В кафе под нежным названием «Лира» пахло скукой и пережаренным луком. Есть здесь Акимушкин не рискнул, заказал бутерброд с заветренной колбасой и соточку коньяка, дешевого и ядреного, продирающего до костей. Тепло разлилось по телу и на душе стало немного легче. Толстобокая продавщица умильно посматривала на гостя, подперев подбородок руками, на наманикюренных пальцах поблескивали золоченые кольца.

Мельком Акимушкин глянул на себя в стекло витрины. Мужик как мужик - крепкий, подтянутый, пышноволосый, джинсы ладно сидят и ботинки пока приличные и часы хороши - настоящий Лонжин, остатки былой роскоши. Да, не юноша, но и седины в бороде немного и женщины ценят зрелость - все, кроме Катьки. Екатерины Малой, Катюши, Катича, бывшей любимой жены... Поехали дальше, дружище - день большой и город не маленький.

Кварталы хмурых пятиэтажек и маленьких гаражей, детские площадки времен перестройки и унылые скверы вскоре закончились вместе с тучами, сонное солнце выглянуло в просвет облаков. Большой мост разделял город на две половины, словно бы отсекая старое от нового. Ветхие брежневки сменились обнищавшими улицами старого города. Когда-то Алешин несомненно мог похвалиться своеобразной провинциальной прелестью. Купеческие хоромы и барские усадьбы соревновались в этажах и колоннах, деревянные домики щеголяли искусной резьбой, похожими на кружевные воротники наличниками, узорными флюгерами. Нынче же сложная сеть потеков и трещин, надстроек и пристроек, бездарных вывесок и рекламных щитов изуродовала здания до неузнаваемости. На берегу Оки блестела во все стороны церковь - судя по барабанам и апсидам век шестнадцатый. Была когда-то беленой с синими куполами, но шаловливые ручки реставраторов надели на старый храм новое платье с модной золоченой отделкой. Руки бы им поотрывать!

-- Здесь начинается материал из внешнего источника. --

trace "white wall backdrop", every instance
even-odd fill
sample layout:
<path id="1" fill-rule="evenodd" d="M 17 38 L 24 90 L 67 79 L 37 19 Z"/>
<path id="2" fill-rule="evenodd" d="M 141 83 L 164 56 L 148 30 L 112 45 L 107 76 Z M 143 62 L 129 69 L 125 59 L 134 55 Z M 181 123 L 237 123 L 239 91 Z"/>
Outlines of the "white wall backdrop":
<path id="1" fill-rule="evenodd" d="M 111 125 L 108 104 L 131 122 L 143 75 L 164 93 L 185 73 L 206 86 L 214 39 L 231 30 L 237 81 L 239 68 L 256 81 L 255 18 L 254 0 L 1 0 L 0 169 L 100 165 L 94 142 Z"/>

Единственное на город интернет-кафе с нормальным выходом в сеть нашлось в Комсомольском торговом центре. С парадной Советской улицы Акимушкин вывернул на узкую Ильинку. Трехэтажный кирпичный дом с острой крышей и фигурными решетками на окнах сохранился совсем неплохо - вот только местный гений рекламы прикрутил к фасаду огромный стул, с которого уже облупилась краска. Следующие два здания обрушились внутрь, фасады уже поросли травой и молодыми рябинками. В тени руин приютился мраморный фонтан с пухлой русалкой, обнимающей рыбу. Фонтаны судя по всему пользовались популярностью у местных архитекторов - по дороге Акимушкин насчитал их не меньше пяти и ни один не работал. Пожелтевшую от времени чашу наполнил дождь, воду покрыла россыпь красных и пестрых листьев. Маленькая старушка в длинном пальто и голубом под цвет глаз платочке любовалась фонтаном, предвечернее солнце очертило её сияющим ореолом. Акимушкин обомлел.

Тихо-тихо, чтобы не спугнуть случайную добычу, он расстегнул кофр, повесил на шею тяжелый «Марк», навел объектив - слава богу, длиннофокусник достает. Кадр! Есть! С ума сойти... Каждый волосок, каждая морщинка, каждая латунная пуговка на пальто прорисованы четко, фон размыт, тени прочерчены. И лицо - иссеченное временем, обветренное, загорелое, бесконечно усталое и в то же время сияющее безмятежным осенним покоем. Словно душа старого города, смиренно уходящего в небытие.